À l’occasion de la publication du décret d’application de l’article 1er de la loi pour la confiance dans l’institution judiciaire du 22 décembre 2021, ce 1er avril (et des arrêtés qui vont suivre), la Chancellerie a souhaité préciser les modalités d’application du nouveau régime d’autorisation d’enregistrement sonore ou audiovisuel des audiences judiciaires et administratives qu’il consacre.
Moyen de lutte contre la défiance envers la Justice
Mesure phare du projet de loi « Confiance » porté par le garde des Sceaux Éric Dupond-Moretti, la possibilité de filmer les procès permettrait aux Français, selon le législateur, de mieux connaître le fonctionnement de la Justice et de restaurer sa confiance dans le système judiciaire.
De fait, l’objectif officiel poursuivi est d’apporter une réponse à la défiance contre le fonctionnement de l’institution « dans un double souci de transparence et de pédagogie pour faire rentrer la Justice dans le salon des Français avec un rendez-vous télévisuel », explique la Chancellerie.
La loi prévoit ainsi un nouveau régime dérogatoire à l’interdiction de filmer les audiences en vue de leur diffusion fondée sur « un motif d’intérêt public d’ordre informatif, culturel, pédagogique ou scientifique ». Le critère pédagogique est très important et a été longuement discuté à l’assemblée nationale afin d’éviter le sensationnalisme.
« Le but n’est pas de verser dans la justice spectacle ni dans la fait-diversification mais de prendre le citoyen par la main et de lui montrer comment la justice fonctionne.

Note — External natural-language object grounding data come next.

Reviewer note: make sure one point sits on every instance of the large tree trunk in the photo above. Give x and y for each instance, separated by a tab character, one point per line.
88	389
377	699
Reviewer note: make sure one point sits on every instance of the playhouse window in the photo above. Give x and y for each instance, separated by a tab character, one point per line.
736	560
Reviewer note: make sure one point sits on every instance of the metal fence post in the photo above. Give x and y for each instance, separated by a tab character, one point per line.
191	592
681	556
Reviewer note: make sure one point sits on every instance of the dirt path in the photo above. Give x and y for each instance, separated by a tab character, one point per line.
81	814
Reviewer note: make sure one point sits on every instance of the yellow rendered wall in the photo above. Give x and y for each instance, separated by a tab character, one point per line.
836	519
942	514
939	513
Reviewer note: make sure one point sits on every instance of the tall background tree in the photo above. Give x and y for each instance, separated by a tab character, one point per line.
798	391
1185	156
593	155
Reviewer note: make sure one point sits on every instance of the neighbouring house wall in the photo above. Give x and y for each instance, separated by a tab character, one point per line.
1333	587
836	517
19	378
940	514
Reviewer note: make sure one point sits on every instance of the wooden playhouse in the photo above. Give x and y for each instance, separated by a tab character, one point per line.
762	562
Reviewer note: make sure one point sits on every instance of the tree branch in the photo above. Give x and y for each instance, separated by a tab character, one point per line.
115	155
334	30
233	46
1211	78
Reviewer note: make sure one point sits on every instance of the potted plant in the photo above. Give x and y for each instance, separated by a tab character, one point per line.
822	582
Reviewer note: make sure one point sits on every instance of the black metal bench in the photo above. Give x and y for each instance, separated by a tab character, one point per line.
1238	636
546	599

On ne passera pas à d’un régime d’interdiction à un régime portes ouvertes », assure la Chancellerie.
« Objectif louable mais cadre flou », dénonçait l’été dernier le Conseil national des barreaux qui s’inquiétait du non-respect du droit à l’oubli, de la protection des personnes vulnérables, ou encore des garanties pour les droits de la Défense et l’impartialité du tribunal.
Diffusion strictement encadrée
Des critiques entendues par le législateur qui a défini dans ce décret un cadre précis protecteur des libertés contenant de nombreux garde-fous qui semblent rassurer l’institution représentative des avocats français, même si elle conserve quelques craintes.
« Les conditions sont strictes, raisonnables et proportionnées et en ce sens on espère que ça va être un texte équilibré. Il faut voir aussi à l’usage », a commenté Jérôme Gavaudan, président du CNB, sur RTL mercredi matin.
Selon le décret, les captations ne pourront être diffusées que de façon très encadrée, uniquement lorsque l’affaire sera jugée et avec l’accord et dans le respect des parties. La diffusion ne sera possible qu’après que l’instance ai donné lieu à une décision définitive, exception faite pour les audiences de la Cour de Cassation et du Conseil d’Etat où elle pourra se faire le jour même avec l’accord de tous.
Ainsi, toutes les personnes filmées devront remplir un formulaire de consentement à la diffusion de leur image. Pour les audiences non publiques (juge des enfants, juge d’application des peines…), il faudra recueillir, en plus des consentements à la diffusion, ceux à l’enregistrement. Le recueil des consentements est à la charge de l’équipe de tournage et le droit de rétractation est de 15 jours.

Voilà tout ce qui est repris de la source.